Implementation 0 · the assembled prototype (April 2026)
Before a single gmux repo existed, the pieces were already there — scattered across MASTER_PROJECTS/.
- qalarc-claude-voice — wake word "Qalarc" → TTS output → listens for voice response → routes command to Claude session in tmux. The complete voice loop, already working.
- voice-terminal — speak → keystrokes injected into any focused terminal pane. Three modes: dictate, chat, speak.
- parralax_tracking — MediaPipe Face Mesh driving interactive canvas art via head position. Browser-based, no install.
- ai-orchestrator — four-agent pipeline: Personality → Refiner → Coder (Claude CLI) → Tester. Multi-agent already working.
- local-ai — tmux-style terminal UI for Ollama with sidebar + session management.
The prototype vision was to symlink these into a unified gmux-core/ directory and call it
done. The gesture layer just needed hands added to the face tracking. The voice layer just needed the
wake word renamed. The multi-agent backend was already running.
This worked as a proof of concept but not as a product. There was no status bar. No live AI state detection. No unified config. No way to install it. The pieces existed but weren't integrated.
What it established: The core insight — that all the technology already existed, the work was integration and UX, not invention.
Implementation 1 · Python terminal stack (gmux core)
Install: pip install gmux or paru -S gmux
The first real implementation was pure Python with no desktop window — just a daemon that watches tmux and augments it.
Architecture
monitor.py ← Polls all qalcode2 HTTP APIs, writes state JSON
pane_status.py ← Formats state as tmux status-bar string
bridge.py ← WS :8767 + HTTP :8768 hub
session_restore.py ← Saves and relaunches sessions on restart
gmux_receiver.py ← Receives push events from qalcode2
jump_red.py ← tmux keybinding: jump to next waiting pane
tui.py ← Textual dashboard, service toggles, agent launcher
State detection
The key decision was reading qalcode2's HTTP API rather than pattern-matching terminal output.
The earlier approach — scanning tmux pane content for strings like ❯ (prompt), spinning
cursors (working), Continue? (y/n) (permission) — worked but was fragile. A model
output that happened to contain ❯ would flip the state indicator. The wrong font could
break spinner detection.
qalcode2 exposes /session/status (polling) and /event (SSE stream).

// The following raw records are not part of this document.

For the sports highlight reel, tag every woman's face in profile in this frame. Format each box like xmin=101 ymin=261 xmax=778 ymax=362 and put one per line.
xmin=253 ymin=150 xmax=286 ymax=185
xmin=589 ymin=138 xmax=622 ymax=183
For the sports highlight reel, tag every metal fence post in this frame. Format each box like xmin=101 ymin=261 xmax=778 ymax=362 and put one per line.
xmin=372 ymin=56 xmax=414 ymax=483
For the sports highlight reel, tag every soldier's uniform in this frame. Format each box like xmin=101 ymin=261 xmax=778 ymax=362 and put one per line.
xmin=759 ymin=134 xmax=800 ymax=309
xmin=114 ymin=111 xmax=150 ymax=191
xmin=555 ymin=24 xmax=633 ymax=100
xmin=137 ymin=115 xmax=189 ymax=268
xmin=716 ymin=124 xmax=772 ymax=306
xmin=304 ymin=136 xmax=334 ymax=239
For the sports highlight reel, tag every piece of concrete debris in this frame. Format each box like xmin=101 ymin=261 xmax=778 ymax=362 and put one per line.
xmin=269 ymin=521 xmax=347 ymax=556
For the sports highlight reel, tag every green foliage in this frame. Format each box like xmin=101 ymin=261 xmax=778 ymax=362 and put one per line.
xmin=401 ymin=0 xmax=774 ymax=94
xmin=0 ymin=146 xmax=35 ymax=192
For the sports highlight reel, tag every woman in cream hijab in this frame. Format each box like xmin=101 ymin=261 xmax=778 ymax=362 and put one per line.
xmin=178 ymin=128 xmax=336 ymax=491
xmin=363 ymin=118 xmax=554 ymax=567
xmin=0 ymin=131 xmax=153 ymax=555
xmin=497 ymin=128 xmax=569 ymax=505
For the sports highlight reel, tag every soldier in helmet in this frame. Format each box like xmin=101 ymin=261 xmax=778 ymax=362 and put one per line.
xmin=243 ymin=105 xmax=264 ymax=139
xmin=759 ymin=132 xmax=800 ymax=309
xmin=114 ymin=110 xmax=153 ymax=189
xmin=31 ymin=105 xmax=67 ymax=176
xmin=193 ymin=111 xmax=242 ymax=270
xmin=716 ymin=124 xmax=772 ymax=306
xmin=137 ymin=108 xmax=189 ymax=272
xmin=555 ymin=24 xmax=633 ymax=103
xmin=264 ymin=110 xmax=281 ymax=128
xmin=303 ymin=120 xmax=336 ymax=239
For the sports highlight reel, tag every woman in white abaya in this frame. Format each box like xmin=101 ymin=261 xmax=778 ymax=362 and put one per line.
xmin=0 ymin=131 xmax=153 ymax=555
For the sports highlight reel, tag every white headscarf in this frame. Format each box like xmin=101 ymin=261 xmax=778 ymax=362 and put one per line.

monitor.py subscribes to the SSE stream for every running instance, getting state transitions pushed
instantly rather than inferred. This is why the status bar shows the correct state in real time
rather than lagging behind the visual.
State icons
| Icon | Colour | Meaning |
|---|---|---|
◉ | Green | AI actively working — streaming or running tools |
● | Red | AI idle — waiting for your next message |
! | Orange | Permission needed |
◆ | Blue | Just finished, not yet acknowledged |
─ | Grey | Pane exists, no AI started |
○ | Dim | Plain shell |
✗ | Red blink | Error |
Commands
gmux # Full mode: gesture + voice + status
gmux --status-only # Just the status bar — no camera, no mic
gmux --no-gesture # Voice + status, camera free
gmux tui # Interactive Textual dashboard
gmux restore # Re-launch all agents from saved session
gmux restore --check # Preview what would be restored
gmux status # Quick pane state dump
What this version gets right
- Zero friction entry point.
pip install gmux && gmux --status-onlyworks immediately with no camera, no mic, no Tauri. Just a better tmux status bar. - Graceful degradation.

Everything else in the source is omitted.